Peut-être est-ce d’ailleurs tout ce que l’on pouvait attendre, si l’on adopte le point de vue souvent défendu selon lequel l’École serait seulement une affaire d’efficacité à rechercher dans des résultats. On ne se rend pas toujours compte à quel point cette fascination pour les résultats entre bien dans la folie mondiale de la compétition scolaire, mais dispense en France plus qu’ailleurs de se poser la question des finalités de l’École.

Le consensus se réalise d’ailleurs facilement sur ce thème des résultats, puisqu’on ignore ce que sont des « résultats » en matière d’éducation, puisqu’on n’a pas réfléchi à la légitimité qu’il y a ou non à fonder sur eux une politique éducative et puisqu’on fait taire les doutes sur la façon dont ils sont établis.

Et même si on admet qu’ils font bien état de différents niveaux de performances… C’est toujours en référence à des compétences qui vont de soi, c’est-à-dire dont on n’a jamais discuté et dont il n’y a pas lieu de discuter politiquement, c’est-à-dire du point de vue de la Cité dans son ensemble. Auquel cas en effet les seules questions en jeu, celles qui restent, sont des questions de « moyens »… ou de pédagogie… Importantes, certes, mais tournant à vide tant qu’on ne s’interroge pas sur les finalités !

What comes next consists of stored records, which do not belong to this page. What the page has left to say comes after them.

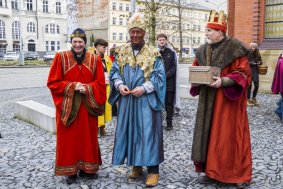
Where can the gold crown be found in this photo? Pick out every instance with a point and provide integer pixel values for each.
(217, 20)
(137, 21)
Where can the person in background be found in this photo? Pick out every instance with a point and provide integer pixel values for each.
(100, 47)
(138, 84)
(277, 85)
(254, 60)
(77, 86)
(221, 142)
(169, 60)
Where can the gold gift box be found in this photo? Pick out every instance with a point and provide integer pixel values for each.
(203, 74)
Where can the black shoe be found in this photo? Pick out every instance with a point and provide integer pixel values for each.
(206, 180)
(88, 175)
(71, 179)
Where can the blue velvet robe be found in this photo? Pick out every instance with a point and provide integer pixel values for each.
(139, 131)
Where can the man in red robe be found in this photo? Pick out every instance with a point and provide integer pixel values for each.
(221, 144)
(77, 84)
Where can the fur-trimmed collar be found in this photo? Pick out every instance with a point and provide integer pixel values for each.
(228, 51)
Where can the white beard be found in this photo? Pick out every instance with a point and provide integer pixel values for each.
(209, 41)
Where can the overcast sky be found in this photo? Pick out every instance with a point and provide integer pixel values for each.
(213, 4)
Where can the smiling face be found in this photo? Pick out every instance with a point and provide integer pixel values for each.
(137, 36)
(213, 36)
(161, 41)
(78, 45)
(100, 49)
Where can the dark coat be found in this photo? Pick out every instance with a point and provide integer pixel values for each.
(169, 60)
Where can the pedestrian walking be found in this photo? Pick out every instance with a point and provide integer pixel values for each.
(138, 84)
(100, 47)
(169, 60)
(254, 61)
(77, 85)
(221, 142)
(277, 85)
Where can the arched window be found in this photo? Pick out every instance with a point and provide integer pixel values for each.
(58, 29)
(2, 30)
(273, 19)
(31, 27)
(46, 28)
(58, 7)
(16, 30)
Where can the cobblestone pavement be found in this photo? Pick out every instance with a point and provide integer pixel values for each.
(27, 153)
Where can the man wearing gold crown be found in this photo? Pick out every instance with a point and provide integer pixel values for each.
(221, 143)
(77, 84)
(138, 84)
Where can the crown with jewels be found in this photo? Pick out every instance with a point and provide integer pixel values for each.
(137, 21)
(217, 21)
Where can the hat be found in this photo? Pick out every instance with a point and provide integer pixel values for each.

Pourtant c’est bien le pouvoir politique inspiré par ce qu’était la majorité macronienne qui avait fabriqué, sous Blanquer puis Attal, ou avatars, un véritable programme voulant imposer son idée du changement en matière de politique éducative. Ce programme n’aurait eu qu’à être cosmétiquement retouché si le Rassemblement national (qu’à Dieu n’ait plu !) avait eu quelque accès au pouvoir.

On sait de quoi il est fait : une marche arrière effarante et qui éloignerait la France de tous les pays comparables en termes d’accès de tous à des études et à la culture, une valorisation de l’ordre dans les corps et dans les esprits, une caporalisation des enseignants chargés d’appliquer des recettes elles aussi uniformes, une focalisation coupable sur des « fondamentaux » minimalistes, un abandon de toute perspective de développement d’une culture commune à tous, permettant à chacun d’exercer ses droits au sein de la cité.

Plus grave encore : une aggravation des séparatismes scolaires qui traversent notre école et qui contribuent à fabriquer les séparatismes sociaux : on pense facilement à la séparation qui frappe des écoles ségréguées, mais moins souvent aux ségrégations internes aux établissements, ainsi qu’aux fractures purement scolaires, et armées par l’École, entre la culture de l’enseignement primaire et celle du second degré, entre l’enseignement général et professionnel, ou entre les disciplines qui s’ignorent et se toisent[1].

Remarquons au passage avec quelle facilité ces orientations semblaient se mettre en place, car si le terrain était devenu brutal, il avait été préparé par des décennies d’abandon de la préoccupation de justice et d’imposition progressive de l’idéologie de la compétition et des résultats. Et de docilité. L’École s’est conformée à la fable au demeurant contestée de la grenouille trempée dans une eau qu’on ne réchauffe que progressivement.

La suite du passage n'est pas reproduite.